Samples from several groups
We now consider data sets that arise as random samples from two or more groups.
Sugar beet yields
An experiment was conducted to assess how the application of nitrogen fertiliser at different rates affected the yield of sugar beet. Five plots (randomly chosen from a pool of 30 plots) were given each of six different amounts of fertiliser — the experimental treatments. The table below shows the sugar beet yields from all 30 plots.
Nitrogen level (lb/acre) | Yield from plot (tons/acre) | ||||
---|---|---|---|---|---|
0 | 31.3 | 33.4 | 29.2 | 32.2 | 33.9 |
50 | 38.8 | 37.5 | 37.4 | 35.8 | 38.4 |
100 | 40.9 | 39.2 | 39.5 | 38.6 | 39.8 |
150 | 40.9 | 41.7 | 39.4 | 40.1 | 40.0 |
200 | 39.7 | 40.6 | 39.2 | 38.7 | 41.9 |
250 | 40.6 | 41.0 | 41.5 | 41.1 | 39.8 |
The five recorded yields at each level of nitrogen can be treated as a random sample from some distribution, but the six distributions corresponding to the different nitrogen levels may differ.

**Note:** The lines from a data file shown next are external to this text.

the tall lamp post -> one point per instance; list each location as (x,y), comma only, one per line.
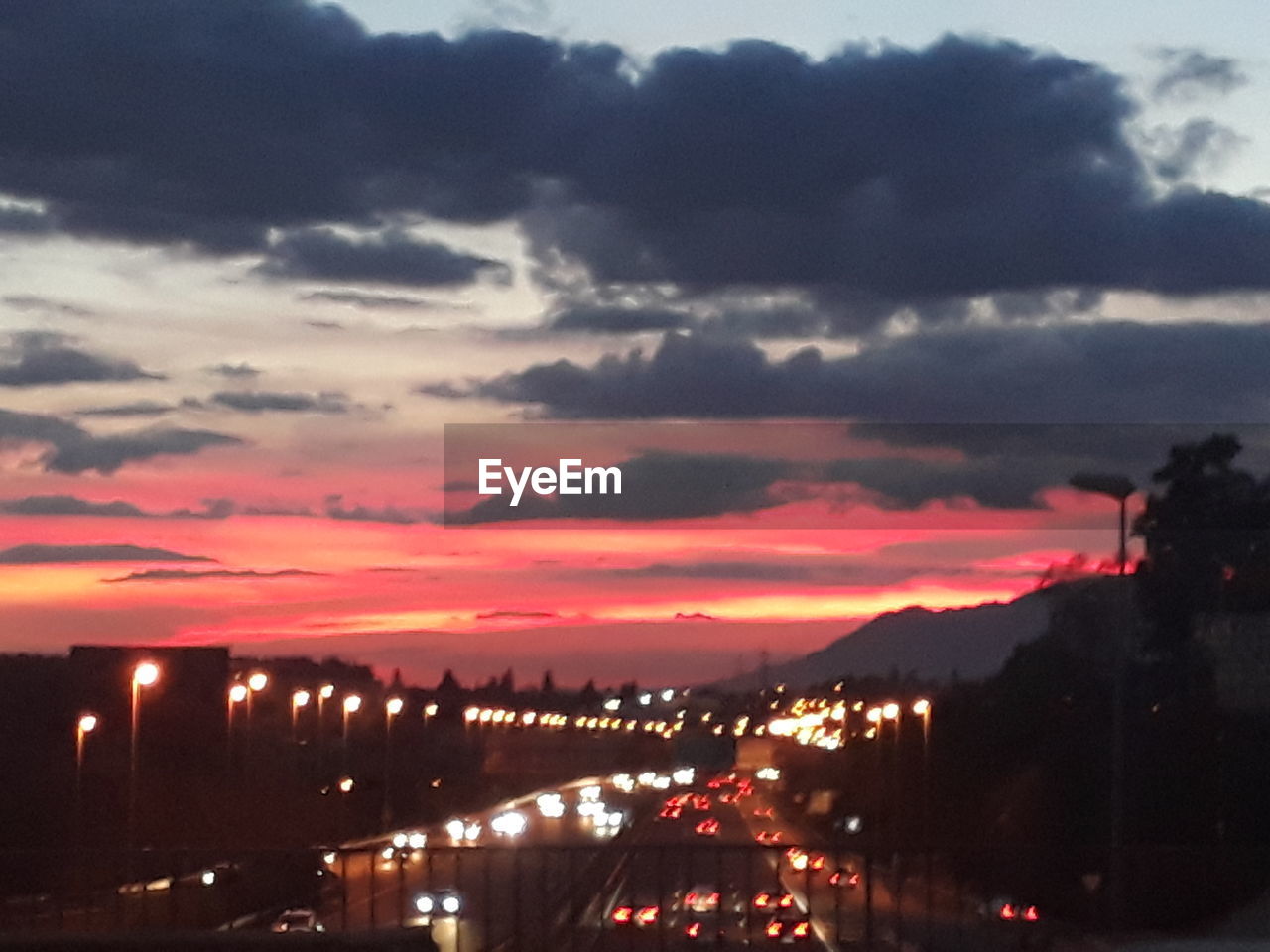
(352,705)
(922,708)
(1118,488)
(144,675)
(391,708)
(85,725)
(299,698)
(238,693)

A normal model for the data
The distributions in the different groups, from which we are assuming that the data are random samples, may differ in various ways. However it is common to assume that all groups have normal distributions, with a \(\NormalDistn(\mu_i,\;\sigma_i^2)\) distribution in the \(i\)'th of the \(g\) groups. If we can also assume that the variance is the same in each group, our model is that
\[ Y_{ij} \;\;\sim\;\; \NormalDistn(\mu_i, \sigma^2) \qquad \text{for }i = 1,\dots,g \text{ and }j = 1,\dots,n_i \]where \(Y_{ij}\) is the \(j\)'th value in group \(i\). Note that we are using \(n_i\) to denote the number of values in the \(i\)'th group and the total number of values is \(n = \sum_{i=1}^g n_i\).
Parameter estimates
The best estimates of the group means \(\{\mu_i\}\) — the maximum likelihood estimates — are the sample means in the groups,
\[ \hat{\mu}_{i} \;\;=\;\; \overline{Y}_i \]but how should we estimate the common group variance, \(\sigma^2\)?
Definition
The pooled estimate of the common group variance is
\[ S_{\text{pooled}}^2 \;=\; \frac{\sum_{i=1}^g (n_i - 1)S_i^2}{\sum_{i=1}^g (n_i - 1)} \]where
\[ S_i^2 \;=\; \frac{\sum_{j=1}^{n_i} (Y_{ij} - \overline{Y}_i)^2} {n_i - 1} \]is the sample variance in group \(i\).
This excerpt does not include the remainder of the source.